The key idea in AKS is to convert this ``semi''-nice ``near''-algebraic conditions
into a ``pure'' algebraic one, i.e., in the form of a non-zero polynomial ${\cal P} \in K[z]$
such that every element of ${\cal F}$, when viewed as an element of $K$, is a zero
of ${\cal P}$. This conversion is neat in that ${\cal P}$ has low-degree if (and potentially
only if) $N$ is not a prime power. This leads to a contradiction because ${\cal P}$ now
has many distinct zeroes (namely appropriately chosen elements of ${\cal F}$) while
its degree is small! (Note that if $N$ had been a prime, the degree of ${\cal P}$ would
have been much larger and so the presence of so many zeroes would be perfectly OK.)
\begin{definition}[Introversion]
We say that $f(x)\in L$ is \emph{introverted} for $m$ if $f(x^m)\equiv f(x)^m$ in $L$.
\end{definition}
\begin{proposition} $ $
\label{prop}
\begin{enumerate}\itemsep -1pt
\item For any $a\in A$, $f(x)=x+a$ is introverted for $m=N$ (if $N$ passes the test);
\item for all $f(x)\in L$, $f$ is introverted for $m=p$;
\item if $f(x),g(x)\in L$ are both introverted for $m$, then $f(x)\cdot g(x)$ is introverted for $m$; and
\item if $f(x)\in L$ is introverted for both $a$ and $b$, then $f(x)$ is also introverted for $a\cdot b$.
\end{enumerate}
\end{proposition}
\begin{proof}
The first three propositions are trivial, so we only prove the last one.

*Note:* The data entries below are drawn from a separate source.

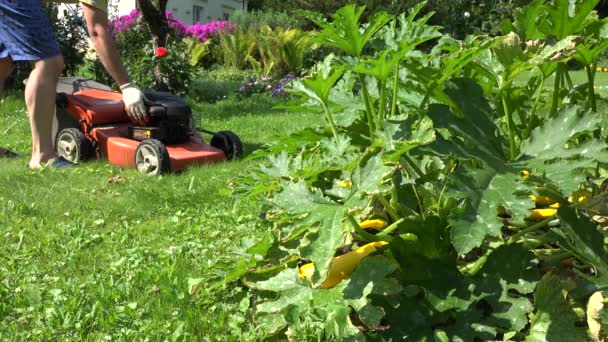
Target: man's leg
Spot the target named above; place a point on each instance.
(6, 67)
(40, 100)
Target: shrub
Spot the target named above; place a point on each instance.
(255, 20)
(265, 85)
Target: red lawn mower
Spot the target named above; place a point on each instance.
(91, 120)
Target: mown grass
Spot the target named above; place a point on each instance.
(84, 258)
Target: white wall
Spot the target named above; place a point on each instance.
(184, 9)
(209, 9)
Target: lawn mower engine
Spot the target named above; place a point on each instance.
(169, 120)
(91, 120)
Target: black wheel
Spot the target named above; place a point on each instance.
(152, 158)
(71, 144)
(228, 142)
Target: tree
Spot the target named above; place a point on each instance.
(153, 13)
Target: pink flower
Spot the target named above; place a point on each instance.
(161, 52)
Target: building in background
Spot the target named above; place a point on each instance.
(188, 11)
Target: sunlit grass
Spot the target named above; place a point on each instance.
(82, 257)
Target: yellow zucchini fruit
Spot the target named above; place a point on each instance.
(579, 195)
(375, 223)
(542, 200)
(341, 266)
(541, 214)
(345, 183)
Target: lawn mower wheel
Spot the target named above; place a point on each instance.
(228, 142)
(152, 158)
(71, 144)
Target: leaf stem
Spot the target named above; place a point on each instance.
(567, 79)
(330, 119)
(391, 228)
(411, 163)
(530, 229)
(388, 208)
(369, 109)
(395, 91)
(510, 126)
(556, 86)
(537, 100)
(591, 92)
(382, 103)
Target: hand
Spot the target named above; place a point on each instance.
(134, 101)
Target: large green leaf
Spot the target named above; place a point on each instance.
(485, 191)
(346, 33)
(474, 307)
(509, 268)
(327, 233)
(400, 40)
(566, 17)
(549, 141)
(370, 277)
(330, 309)
(526, 20)
(554, 319)
(401, 134)
(367, 179)
(321, 79)
(581, 237)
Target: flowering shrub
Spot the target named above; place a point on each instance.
(265, 85)
(198, 30)
(161, 52)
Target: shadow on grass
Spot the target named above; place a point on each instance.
(234, 107)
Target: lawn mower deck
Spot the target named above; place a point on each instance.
(91, 120)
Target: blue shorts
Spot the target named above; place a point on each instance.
(25, 31)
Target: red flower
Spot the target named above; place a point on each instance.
(161, 52)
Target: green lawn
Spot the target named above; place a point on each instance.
(82, 258)
(85, 259)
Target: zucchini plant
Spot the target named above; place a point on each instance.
(429, 209)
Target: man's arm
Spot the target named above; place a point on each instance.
(97, 24)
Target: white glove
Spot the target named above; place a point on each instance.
(134, 101)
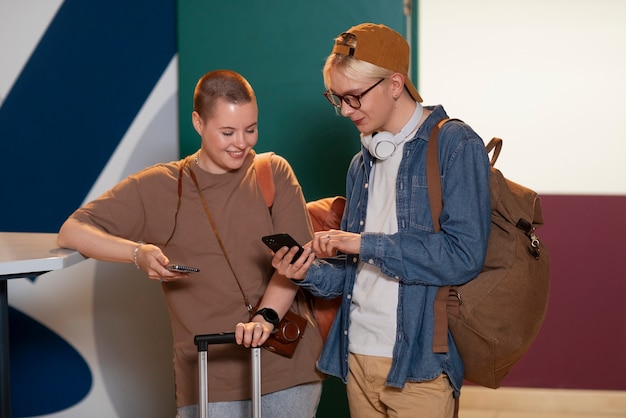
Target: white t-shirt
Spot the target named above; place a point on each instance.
(375, 295)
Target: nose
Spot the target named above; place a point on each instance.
(346, 109)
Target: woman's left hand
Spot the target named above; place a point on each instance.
(252, 334)
(327, 243)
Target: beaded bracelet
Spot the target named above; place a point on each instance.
(135, 256)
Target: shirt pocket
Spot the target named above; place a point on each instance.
(419, 207)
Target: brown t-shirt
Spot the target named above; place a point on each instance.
(143, 208)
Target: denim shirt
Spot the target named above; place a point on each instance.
(418, 258)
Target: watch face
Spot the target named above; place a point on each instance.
(269, 315)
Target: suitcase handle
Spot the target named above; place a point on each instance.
(203, 341)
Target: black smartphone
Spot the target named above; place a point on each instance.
(181, 269)
(277, 241)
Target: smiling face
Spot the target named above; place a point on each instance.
(228, 135)
(376, 105)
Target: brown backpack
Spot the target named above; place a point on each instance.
(325, 214)
(495, 317)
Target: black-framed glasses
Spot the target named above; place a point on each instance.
(352, 100)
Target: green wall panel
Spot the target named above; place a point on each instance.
(280, 47)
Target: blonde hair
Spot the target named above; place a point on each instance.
(351, 67)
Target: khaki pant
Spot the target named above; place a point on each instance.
(368, 396)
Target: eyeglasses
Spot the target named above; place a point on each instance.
(352, 100)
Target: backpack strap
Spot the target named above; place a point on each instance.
(265, 178)
(435, 197)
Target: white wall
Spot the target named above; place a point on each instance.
(548, 76)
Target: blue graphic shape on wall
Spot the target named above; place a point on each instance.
(74, 100)
(46, 371)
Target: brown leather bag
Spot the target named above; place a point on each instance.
(325, 214)
(285, 338)
(495, 317)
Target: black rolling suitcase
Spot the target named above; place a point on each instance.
(203, 342)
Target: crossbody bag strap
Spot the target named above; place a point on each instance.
(265, 178)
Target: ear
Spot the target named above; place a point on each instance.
(196, 121)
(397, 84)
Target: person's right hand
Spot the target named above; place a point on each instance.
(296, 270)
(152, 261)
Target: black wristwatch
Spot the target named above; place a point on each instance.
(269, 315)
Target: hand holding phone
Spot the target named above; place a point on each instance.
(181, 269)
(277, 241)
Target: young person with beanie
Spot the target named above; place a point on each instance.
(380, 343)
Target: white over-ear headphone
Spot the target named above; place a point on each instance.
(383, 145)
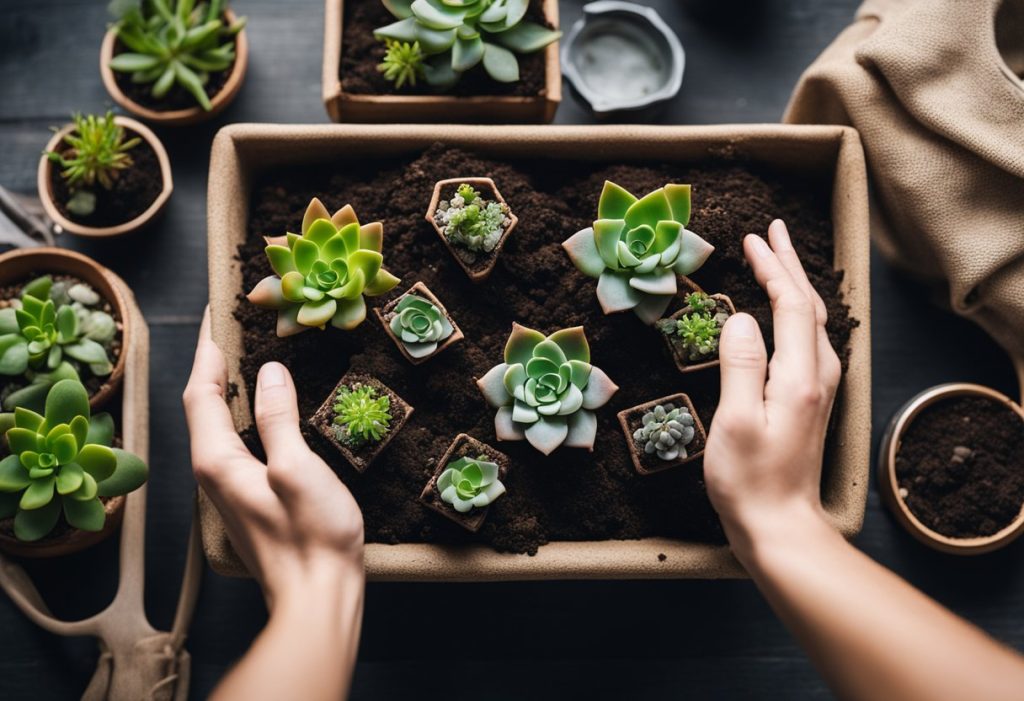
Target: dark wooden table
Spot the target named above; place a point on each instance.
(557, 640)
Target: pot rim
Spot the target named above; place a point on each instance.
(44, 174)
(889, 486)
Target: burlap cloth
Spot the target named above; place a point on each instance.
(934, 88)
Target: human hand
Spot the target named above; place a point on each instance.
(763, 458)
(292, 521)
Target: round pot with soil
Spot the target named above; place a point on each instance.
(103, 176)
(85, 340)
(951, 468)
(178, 69)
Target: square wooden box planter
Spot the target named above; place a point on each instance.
(242, 152)
(343, 106)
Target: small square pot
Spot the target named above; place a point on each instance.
(630, 420)
(323, 421)
(386, 313)
(682, 362)
(463, 446)
(481, 267)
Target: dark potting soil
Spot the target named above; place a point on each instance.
(133, 190)
(572, 494)
(962, 464)
(361, 53)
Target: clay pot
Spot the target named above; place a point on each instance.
(177, 118)
(20, 264)
(476, 272)
(889, 486)
(44, 184)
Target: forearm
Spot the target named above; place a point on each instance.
(870, 633)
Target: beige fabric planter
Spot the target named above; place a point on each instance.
(240, 151)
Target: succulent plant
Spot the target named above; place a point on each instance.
(323, 274)
(174, 42)
(62, 461)
(361, 414)
(420, 325)
(637, 248)
(470, 483)
(666, 432)
(547, 389)
(457, 35)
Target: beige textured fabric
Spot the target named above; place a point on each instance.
(934, 88)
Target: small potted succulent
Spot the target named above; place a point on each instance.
(419, 324)
(174, 61)
(473, 220)
(663, 434)
(61, 463)
(546, 390)
(692, 333)
(359, 419)
(637, 248)
(468, 479)
(103, 176)
(323, 274)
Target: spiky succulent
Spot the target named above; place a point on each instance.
(174, 42)
(61, 461)
(547, 389)
(666, 432)
(470, 483)
(323, 274)
(637, 248)
(361, 414)
(457, 35)
(420, 325)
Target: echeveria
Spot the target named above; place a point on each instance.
(62, 461)
(637, 248)
(546, 390)
(323, 274)
(470, 482)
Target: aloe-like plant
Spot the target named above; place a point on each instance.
(323, 274)
(636, 248)
(547, 389)
(61, 461)
(458, 35)
(174, 42)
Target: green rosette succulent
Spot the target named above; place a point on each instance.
(547, 389)
(457, 35)
(637, 248)
(323, 275)
(470, 483)
(61, 461)
(420, 325)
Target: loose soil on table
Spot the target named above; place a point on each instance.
(134, 189)
(962, 464)
(572, 494)
(361, 53)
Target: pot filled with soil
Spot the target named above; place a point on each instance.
(103, 176)
(951, 469)
(478, 60)
(177, 64)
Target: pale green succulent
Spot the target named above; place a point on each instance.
(547, 389)
(323, 275)
(470, 483)
(637, 248)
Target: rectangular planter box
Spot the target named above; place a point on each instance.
(242, 151)
(342, 106)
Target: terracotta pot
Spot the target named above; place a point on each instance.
(18, 265)
(177, 118)
(476, 273)
(343, 106)
(44, 183)
(889, 486)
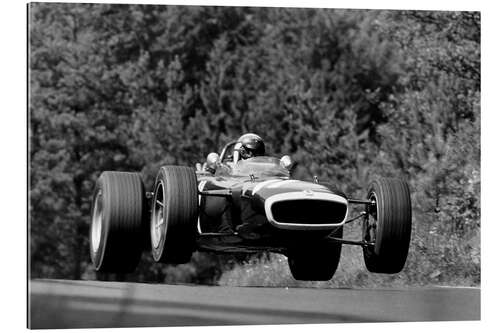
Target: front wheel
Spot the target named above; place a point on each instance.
(387, 226)
(174, 215)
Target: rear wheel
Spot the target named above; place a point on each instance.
(174, 215)
(315, 260)
(117, 230)
(387, 226)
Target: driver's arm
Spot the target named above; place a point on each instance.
(236, 153)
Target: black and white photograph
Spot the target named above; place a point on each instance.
(228, 165)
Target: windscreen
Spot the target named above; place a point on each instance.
(260, 167)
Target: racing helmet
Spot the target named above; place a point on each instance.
(250, 145)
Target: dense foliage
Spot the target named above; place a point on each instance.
(349, 94)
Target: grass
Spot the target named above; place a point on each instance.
(433, 260)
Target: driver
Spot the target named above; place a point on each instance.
(248, 145)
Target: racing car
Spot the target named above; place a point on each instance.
(245, 206)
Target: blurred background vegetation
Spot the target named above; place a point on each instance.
(349, 94)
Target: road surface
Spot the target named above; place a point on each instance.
(87, 304)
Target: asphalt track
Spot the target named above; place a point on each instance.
(87, 304)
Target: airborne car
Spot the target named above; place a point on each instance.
(248, 205)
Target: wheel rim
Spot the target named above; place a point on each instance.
(158, 221)
(370, 223)
(97, 223)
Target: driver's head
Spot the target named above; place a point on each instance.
(250, 145)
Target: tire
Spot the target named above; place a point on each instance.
(388, 225)
(316, 260)
(174, 215)
(118, 227)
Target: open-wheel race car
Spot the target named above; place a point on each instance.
(249, 205)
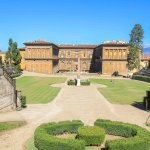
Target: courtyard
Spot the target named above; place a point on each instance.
(84, 103)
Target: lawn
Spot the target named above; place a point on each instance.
(123, 91)
(11, 125)
(39, 89)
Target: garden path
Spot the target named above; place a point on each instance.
(84, 103)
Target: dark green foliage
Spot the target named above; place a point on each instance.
(13, 57)
(137, 138)
(14, 75)
(136, 47)
(91, 135)
(72, 82)
(85, 82)
(23, 101)
(45, 139)
(141, 78)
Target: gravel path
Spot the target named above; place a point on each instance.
(84, 103)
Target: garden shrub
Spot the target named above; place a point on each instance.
(45, 139)
(72, 82)
(14, 75)
(137, 138)
(23, 101)
(141, 78)
(91, 135)
(85, 82)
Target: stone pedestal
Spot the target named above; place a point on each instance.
(78, 82)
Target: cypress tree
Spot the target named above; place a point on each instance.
(136, 47)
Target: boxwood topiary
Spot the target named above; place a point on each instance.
(137, 138)
(91, 135)
(45, 139)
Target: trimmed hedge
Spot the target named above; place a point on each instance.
(141, 78)
(85, 82)
(71, 82)
(45, 139)
(137, 138)
(14, 75)
(91, 135)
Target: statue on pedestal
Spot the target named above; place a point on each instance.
(78, 73)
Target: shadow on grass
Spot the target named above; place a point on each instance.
(138, 105)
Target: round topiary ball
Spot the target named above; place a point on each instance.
(92, 135)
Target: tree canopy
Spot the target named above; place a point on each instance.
(13, 57)
(136, 47)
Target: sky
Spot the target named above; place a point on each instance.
(72, 21)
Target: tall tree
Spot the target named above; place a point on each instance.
(8, 55)
(136, 47)
(13, 56)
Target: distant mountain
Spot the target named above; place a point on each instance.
(146, 50)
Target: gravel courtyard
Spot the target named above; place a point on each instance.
(83, 103)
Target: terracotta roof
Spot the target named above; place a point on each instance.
(145, 57)
(78, 46)
(38, 42)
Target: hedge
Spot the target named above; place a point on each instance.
(141, 78)
(85, 82)
(71, 82)
(91, 135)
(45, 139)
(137, 138)
(14, 75)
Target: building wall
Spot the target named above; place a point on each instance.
(40, 66)
(68, 59)
(41, 59)
(111, 58)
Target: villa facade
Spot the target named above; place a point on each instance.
(49, 58)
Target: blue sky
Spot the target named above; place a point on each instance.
(72, 21)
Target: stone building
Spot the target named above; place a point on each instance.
(69, 54)
(49, 58)
(111, 56)
(40, 56)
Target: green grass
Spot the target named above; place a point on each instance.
(11, 125)
(39, 89)
(123, 91)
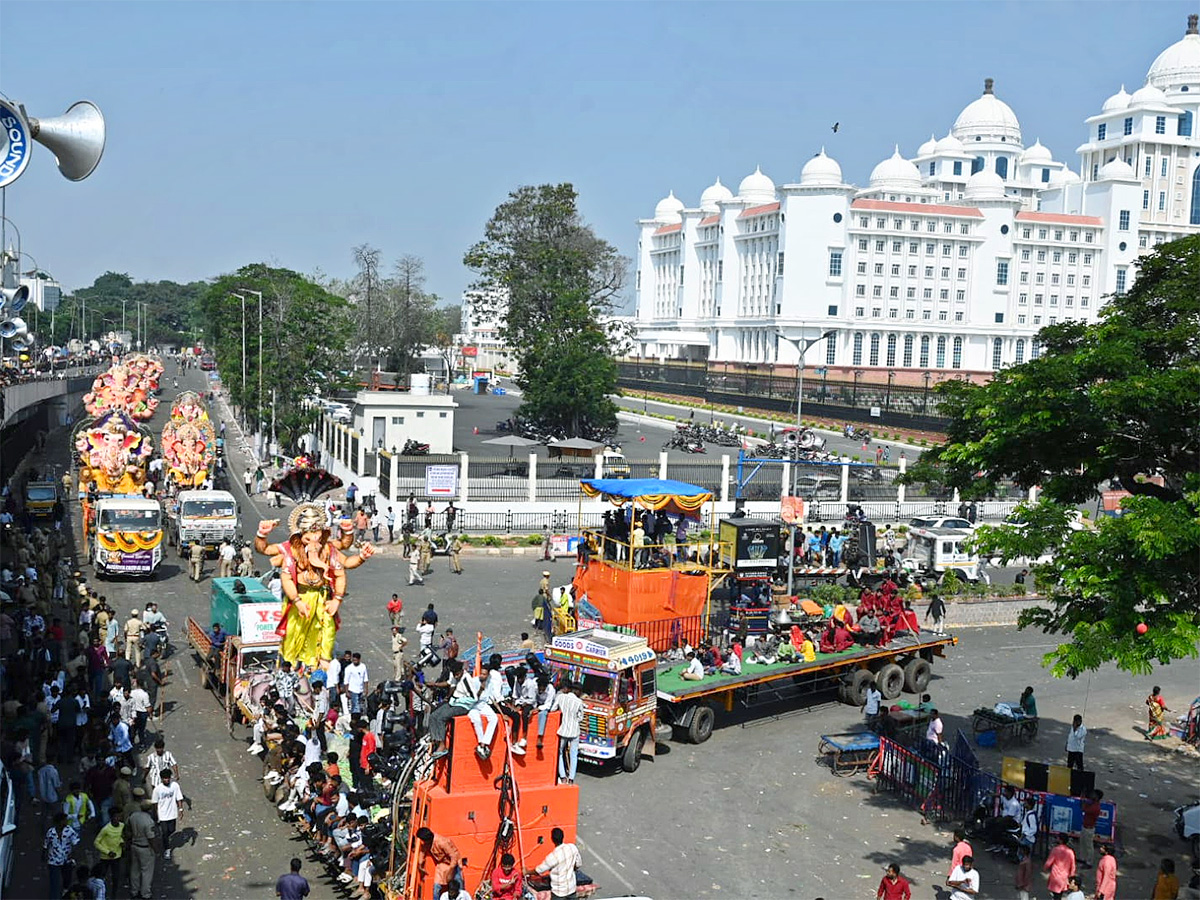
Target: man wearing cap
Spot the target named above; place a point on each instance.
(133, 639)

Starting from:
$$f(x)^a \equiv f(x^a) \pmod {x^r-1}\enspace, $$
we have:
$$f(z^b)^a \equiv f(z^{ba}) \pmod {z^{br}-1}\enspace.$$
Now, since $z^r-1 \vert z^{br}-1$, we also have:
$$f(z^b)^a \equiv f(z^{ba}) \pmod {z^{r}-1} \enspace,$$
and this is one place (and we will see another place shortly) that we have specific reason to use polynomials of the form $x^r-1$; in general, it may not be the case that $h(z)\vert h(z^b)$. We have not used any property of $r$ yet. At last, we have:
$$ f(z)^{ba}=f(z^b)^a \equiv f(z^{ba}) \pmod{z^{r}-1} \enspace.$$
\end{proof}
\begin{proposition}
If $f(x)\in L$ is introverted for $m_1$ and $m_2$ while $m_1 = m_2\ (\bmod{r})$, then $f(x)^{m_1}=f(x)^{m_2}$.
\end{proposition}
\begin{proof}
$f(x)^{m_1} = f(x^{m_1}) = f(x^{m_2})=f(x)^{m_2}$ and the second equality is because $m_1 \equiv m_2\ (\bmod{r})$ and we are in the ring module $x^r-1$.
\end{proof}
\subsection{High Level Ideas for the Analysis}
Now using above propositions, we want to find
\begin{itemize}\itemsep -1pt
\item a large set $\mathcal{F}$ of polynomials, even when viewed module $h(x)$, and
\item two small integers $m_1$ and $m_2$ satisfying $m_1=m_2\ (\bmod{r})$, such that for any $f(x)\in \mathcal{F}$, $f$ is introverted for both $m_1$ and $m_2$.
\end{itemize}
If we found such $m_1,m_2$, then all $f\in \mathcal{F}$ are roots to polynomial $\mathcal{P}(z):=z^{m_1}-z^{m_2}$, and although $f\in L$ and $L$ is not a field, but it is contained in $K$ which is a field, so $\mathcal{P}(z)\in K[z]$. Now notice that $\mathcal{F}$ is a large set of zeros of $\mathcal{P}(z)$, so if we had $|\mathcal{F}|>\max\{m_1,m_2\}$ we would have a contradiction.
\subsection{Details}
A very natural set $\mathcal{F}$ to consider is, for some fixed $t$, let
$$\mathcal{F}_t := \Big\{ \prod_{a\in A} (x+a)^{d_a} \Big| \sum_{a\in A} d_a \leq t\Big\} \enspace.$$
Then, $|\mathcal{F}_t| = \binom{t+|A|}{|A|}$. If we choose $t=|A|$ we always have $|\mathcal{F}_t| \geq 2^t$ being a large set. Notice that we still need to make sure that all polynomials in $\mathcal{F}_t$ are distinct module $h(x)$, but we will worry about this later.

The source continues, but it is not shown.